Water and wastewater questions

City staff flagged several utility questions that remain unresolved, including how much wastewater the facility will discharge,
whether pretreatment will be required and what chemicals, if any, will be discharged to the sewer system. Staff also noted that
the city’s primary wastewater interceptor line runs alongside or through the property and that full 24/7 access to the line and
its manholes must be maintained.

The Fire Department has indicated a secondary access route will be required.
Lex Developments’ response to water concerns leans heavily on the distinction between older evaporative cooling technology
— which can consume millions of gallons of water per day — and the closed-loop system proposed here, which the company
says requires a one-time fill of coolant during construction and produces no ongoing potable water demand for cooling purposes.

The presentation cites Oracle’s February 2026 announcement that its AI data centers operate with effectively zero ongoing
community water use for cooling and Microsoft’s confirmation that all new data center designs from August 2024 use closed loop liquid cooling with zero water evaporation.

The economic pitch

Supporters are pitching the project as a generational economic opportunity for not only Pocatello but all of Bannock County.

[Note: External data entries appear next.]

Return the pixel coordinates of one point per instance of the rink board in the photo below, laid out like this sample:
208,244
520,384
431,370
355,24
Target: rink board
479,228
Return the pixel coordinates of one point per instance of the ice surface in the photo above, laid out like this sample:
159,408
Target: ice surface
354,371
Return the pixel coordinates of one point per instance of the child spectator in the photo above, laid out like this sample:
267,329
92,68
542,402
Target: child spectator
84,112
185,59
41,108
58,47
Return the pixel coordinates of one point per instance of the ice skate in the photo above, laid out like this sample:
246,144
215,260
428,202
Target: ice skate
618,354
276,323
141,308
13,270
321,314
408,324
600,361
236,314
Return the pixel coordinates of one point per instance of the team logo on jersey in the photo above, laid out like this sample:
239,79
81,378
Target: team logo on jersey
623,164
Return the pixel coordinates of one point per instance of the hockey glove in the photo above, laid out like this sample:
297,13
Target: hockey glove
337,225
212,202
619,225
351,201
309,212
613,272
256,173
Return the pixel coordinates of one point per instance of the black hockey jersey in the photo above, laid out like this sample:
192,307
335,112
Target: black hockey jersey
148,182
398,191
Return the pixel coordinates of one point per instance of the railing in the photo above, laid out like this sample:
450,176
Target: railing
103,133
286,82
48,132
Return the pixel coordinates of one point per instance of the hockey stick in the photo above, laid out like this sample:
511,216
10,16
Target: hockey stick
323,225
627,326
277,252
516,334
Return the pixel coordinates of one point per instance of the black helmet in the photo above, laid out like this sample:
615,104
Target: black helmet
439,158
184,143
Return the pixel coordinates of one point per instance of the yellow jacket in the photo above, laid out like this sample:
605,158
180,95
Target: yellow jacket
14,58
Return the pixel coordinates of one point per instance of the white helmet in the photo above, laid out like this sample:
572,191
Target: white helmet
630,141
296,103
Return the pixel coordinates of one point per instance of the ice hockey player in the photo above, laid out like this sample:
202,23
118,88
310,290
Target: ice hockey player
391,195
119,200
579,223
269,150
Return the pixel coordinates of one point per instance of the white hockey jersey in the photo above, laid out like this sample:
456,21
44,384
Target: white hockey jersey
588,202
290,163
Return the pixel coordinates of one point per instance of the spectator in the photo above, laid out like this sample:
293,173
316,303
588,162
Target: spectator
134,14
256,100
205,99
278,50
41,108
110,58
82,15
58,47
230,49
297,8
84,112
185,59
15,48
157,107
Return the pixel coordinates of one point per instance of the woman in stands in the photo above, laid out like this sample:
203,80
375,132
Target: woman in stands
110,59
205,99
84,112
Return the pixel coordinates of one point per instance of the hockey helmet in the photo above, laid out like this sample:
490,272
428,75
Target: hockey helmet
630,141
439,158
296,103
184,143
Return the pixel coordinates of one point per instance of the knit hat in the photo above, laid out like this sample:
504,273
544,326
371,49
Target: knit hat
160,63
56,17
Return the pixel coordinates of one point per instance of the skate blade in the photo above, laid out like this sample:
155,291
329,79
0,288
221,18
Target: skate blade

Lex Developments’ presentation, drawing on industry benchmarks from JLL’s 2026 Global Data Center Outlook, projects that a 200-megawatt facility — which appears to be the full buildout envisioned across the seven buildings — would represent a total shell and core construction investment of approximately $2.26 billion.

Peak construction employment is estimated to add 140 to 400 local jobs, with electricians on data center sites reportedly earning $120,000 to $150,000 annually, more than 30 percent above standard market rates.

On the ongoing operations side, industry benchmarks cited in the presentation project 150 to 300 permanent local jobs, $7.8 million or more in annual local wages and $32.5 million or more in annual local economic activity.

Because Bannock County’s combined property tax levy rate runs at roughly 1.2 percent of assessed value, a multi-billion-dollar facility would generate substantial annual property tax revenue that, under Idaho law, stays entirely within the county’s local taxing districts — including School District 25, the City of Pocatello, Bannock County and road and ambulance services.

The presentation notes that all figures are estimates based on current industry benchmarks and carry no guarantee of outcome.

What comes next

The May 14 presentation before the Hearing Examiner is the first formal public step in what is likely to be a lengthy review and approval process. The Hearing Examiner has authority to approve the project outright, approve with conditions or deny the conditional use permit application. Any decision can be appealed to the Pocatello City Council.

City staff recommended approval subject to conditions, including the requirement that the applicant coordinate with city departments prior to submitting a building permit and that Idaho Power’s power impact analysis be shared with the city once complete.

The meeting begins at 5:30 p.m. in the Pocatello City Council Chambers at 911 N. Seventh Ave. Members of the public who wish to address the Hearing Examiner may do so, with oral testimony generally limited to three minutes per person.

For a site that has cycled through failed polysilicon dreams, a British businessman’s promises, an Indian metals company’s broken commitments and an air-dome sports complex that never broke ground, the AI data center proposal represents something genuinely new — a use case that, if it comes to fruition, would dwarf everything previously proposed for the property and reshape the economic landscape of Pocatello’s northwest side for decades to come.

Perhaps it’s finally time the rhetorical “will it be another Hoku?’ question surrounding economic development in the Gate City area gets to bed forever.

But at what cost?

When contacted, representatives involved with the project declined to comment. The Idaho State Journal obtained all information related to the project from the proposal included in the conditional use permit application.